As regiões do Brasil onde se começa a trabalhar mais cedo são também aquelas em que as pessoas levam mais tempo para se aposentar. No Norte e Nordeste, 78,5% e 74,2% das aposentadorias contabilizadas pela Previdência no mês de junho foram pagas a quem deu entrada no benefício por idade, com mais de 65 anos, no caso dos homens, e mais de 60 anos, para as mulheres. No Sudeste, por exemplo, a principal modalidade é o tempo de contribuição – em que a idade média de entrada é de 54,7 anos -, que responde por 66,4% do total de aposentadorias. (…) No Nordeste, 74% dos benefícios previdenciários, que incluem, além das aposentadorias, categorias como auxílio-doença, valem até um salário mínimo, proporção que cai a 34,3% no Sudeste.[15]

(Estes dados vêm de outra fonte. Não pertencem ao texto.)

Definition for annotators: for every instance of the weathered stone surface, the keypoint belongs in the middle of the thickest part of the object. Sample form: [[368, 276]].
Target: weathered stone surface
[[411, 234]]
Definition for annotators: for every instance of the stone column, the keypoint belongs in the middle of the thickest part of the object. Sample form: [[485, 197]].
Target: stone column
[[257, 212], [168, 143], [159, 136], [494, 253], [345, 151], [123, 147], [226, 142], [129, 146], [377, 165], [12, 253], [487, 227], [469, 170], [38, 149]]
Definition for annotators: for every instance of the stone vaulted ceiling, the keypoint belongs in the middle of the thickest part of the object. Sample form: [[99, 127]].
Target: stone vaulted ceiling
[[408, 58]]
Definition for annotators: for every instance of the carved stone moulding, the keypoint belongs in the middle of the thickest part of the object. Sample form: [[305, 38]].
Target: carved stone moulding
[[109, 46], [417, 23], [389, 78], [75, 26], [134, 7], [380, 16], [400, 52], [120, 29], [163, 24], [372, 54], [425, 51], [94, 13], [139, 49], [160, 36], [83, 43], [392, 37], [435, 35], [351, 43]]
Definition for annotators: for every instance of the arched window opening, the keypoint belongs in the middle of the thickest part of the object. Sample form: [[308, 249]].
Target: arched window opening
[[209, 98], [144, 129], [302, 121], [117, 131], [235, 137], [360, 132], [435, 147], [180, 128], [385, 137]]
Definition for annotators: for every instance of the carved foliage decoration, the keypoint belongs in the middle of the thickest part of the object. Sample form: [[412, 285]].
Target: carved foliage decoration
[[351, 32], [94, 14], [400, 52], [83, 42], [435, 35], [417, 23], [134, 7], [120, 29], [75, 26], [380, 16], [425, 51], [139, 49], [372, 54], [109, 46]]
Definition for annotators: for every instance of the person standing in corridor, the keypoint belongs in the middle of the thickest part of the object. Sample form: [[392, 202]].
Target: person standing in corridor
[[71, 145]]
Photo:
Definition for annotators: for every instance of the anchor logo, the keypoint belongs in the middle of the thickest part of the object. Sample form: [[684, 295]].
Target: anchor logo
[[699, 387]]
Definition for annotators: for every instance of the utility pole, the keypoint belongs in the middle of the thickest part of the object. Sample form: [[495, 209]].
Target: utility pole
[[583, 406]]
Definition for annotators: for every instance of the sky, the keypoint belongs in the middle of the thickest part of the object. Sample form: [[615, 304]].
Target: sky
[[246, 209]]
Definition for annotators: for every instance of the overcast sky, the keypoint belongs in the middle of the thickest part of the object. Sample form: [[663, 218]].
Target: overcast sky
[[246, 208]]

O requisito de idade mínima de 65 anos é inspirado nos países da Organização para a Cooperação e Desenvolvimento Econômico (OECD), organização na qual todos os países-membro possuem renda per capita mais elevada que a brasileira, sendo a maioria países desenvolvidos. Em 2017, a expectativa de vida ao nascer do Brasil é de aproximadamente 76 anos, 4 a menos que a média da OECD, cuja renda per capita é maior que o dobro da brasileira (Gráfico 12). Deve-se ter em mente, entretanto, que, devido às regras de transição, a idade mínima de 70 anos estará totalmente em vigor em uma década, quando a expectativa de vida ao nascer dos brasileiros deverá ser superior a 78 anos no Brasil. Em outras palavras, a PEC 287/16 propõe uma idade mínima relativamente alta se levarmos em conta as diferenças de expectativa de vida do Brasil e dos países ricos, mas não tão mais alta quanto parece à primeira vista.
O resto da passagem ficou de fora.